Imagine a drone. Can you imagine a drone? An unmanned aerial killing machine? I will try. I read that they sound like lawnmowers. Here I am in my driveway, listening, and—yes—I can hear a distant lawnmower. What if I knew that that aerial lawnmower could at any moment blow up my house? What if in trying to blow up my house it blew up Nan’s house, killing the chickens, killing both her and Raymond?
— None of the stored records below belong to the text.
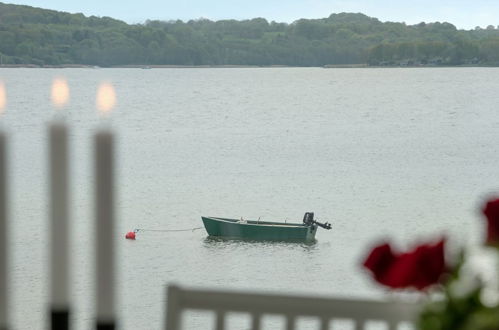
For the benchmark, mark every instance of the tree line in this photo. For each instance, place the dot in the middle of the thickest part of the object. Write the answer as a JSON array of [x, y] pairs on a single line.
[[42, 37]]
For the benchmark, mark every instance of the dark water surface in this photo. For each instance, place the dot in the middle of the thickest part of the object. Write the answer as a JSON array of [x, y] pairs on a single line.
[[406, 154]]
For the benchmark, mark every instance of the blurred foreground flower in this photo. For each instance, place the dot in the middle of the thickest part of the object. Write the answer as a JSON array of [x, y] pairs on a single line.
[[459, 299], [419, 268]]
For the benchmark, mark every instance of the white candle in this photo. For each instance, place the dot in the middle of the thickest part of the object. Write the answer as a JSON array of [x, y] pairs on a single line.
[[3, 219], [3, 233], [104, 164], [58, 136], [58, 142], [105, 225]]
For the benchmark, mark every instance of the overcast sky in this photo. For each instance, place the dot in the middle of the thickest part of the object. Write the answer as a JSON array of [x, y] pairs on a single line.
[[465, 14]]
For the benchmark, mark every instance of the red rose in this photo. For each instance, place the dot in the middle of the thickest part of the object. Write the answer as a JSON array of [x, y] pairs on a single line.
[[491, 211], [379, 261], [419, 268]]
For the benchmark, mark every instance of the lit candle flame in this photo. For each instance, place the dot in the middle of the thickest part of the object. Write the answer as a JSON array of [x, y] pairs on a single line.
[[60, 92], [106, 98], [3, 97]]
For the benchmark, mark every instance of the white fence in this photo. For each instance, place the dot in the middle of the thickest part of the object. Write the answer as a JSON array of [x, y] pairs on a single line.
[[291, 307]]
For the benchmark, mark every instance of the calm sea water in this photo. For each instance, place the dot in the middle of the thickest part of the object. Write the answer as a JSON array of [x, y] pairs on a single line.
[[402, 154]]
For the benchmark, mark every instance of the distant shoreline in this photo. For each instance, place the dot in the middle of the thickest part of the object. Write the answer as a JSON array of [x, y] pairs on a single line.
[[168, 66]]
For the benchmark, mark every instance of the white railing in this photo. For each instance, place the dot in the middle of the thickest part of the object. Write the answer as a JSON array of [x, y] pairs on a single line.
[[291, 307]]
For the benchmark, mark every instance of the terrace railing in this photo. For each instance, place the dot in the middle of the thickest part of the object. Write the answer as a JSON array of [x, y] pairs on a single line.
[[358, 312]]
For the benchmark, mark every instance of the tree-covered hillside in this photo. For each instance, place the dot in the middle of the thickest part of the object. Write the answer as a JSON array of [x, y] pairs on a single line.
[[45, 37]]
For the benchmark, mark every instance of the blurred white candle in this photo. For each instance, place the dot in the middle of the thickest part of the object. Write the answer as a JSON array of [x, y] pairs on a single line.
[[104, 171], [58, 137], [3, 218]]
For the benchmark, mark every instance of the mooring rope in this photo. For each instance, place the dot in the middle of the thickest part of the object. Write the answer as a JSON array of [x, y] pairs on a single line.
[[166, 230]]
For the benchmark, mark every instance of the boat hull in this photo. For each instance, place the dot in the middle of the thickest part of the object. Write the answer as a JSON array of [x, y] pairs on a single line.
[[258, 230]]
Tim told me he’s going to write a book about drones. A few years ago he went to the Hannah Arendt conference at Bard College, where a man from Atlanta gave a talk on robot warfare and how it was inevitable, and how very soon drones would have software that incorporated the rules of warfare so that onboard drone computers could decide, using either-or algorithms, whether a target was legitimate and whether a missile attack would result in an acceptably low number of civilian casualties. Then the drones would not need any human operators living in Syracuse or Nevada. No human person would ever have to push a button to fire a drone missile. Everything would be preprogrammed and hands-free and guilt-free. Tim came back from the Bard conference very upset, and he began making notes for his drone meditation. Will Tim’s book do anything at all to stop targeted killing? Possibly. Probably not. I have no faith in books to stop anything. You need something more than a book. If I wrote a poem against drones, would that help? Not a chance. You need more than words. You need shouting. You need crowds of people sitting down in the road. You need audible outrage.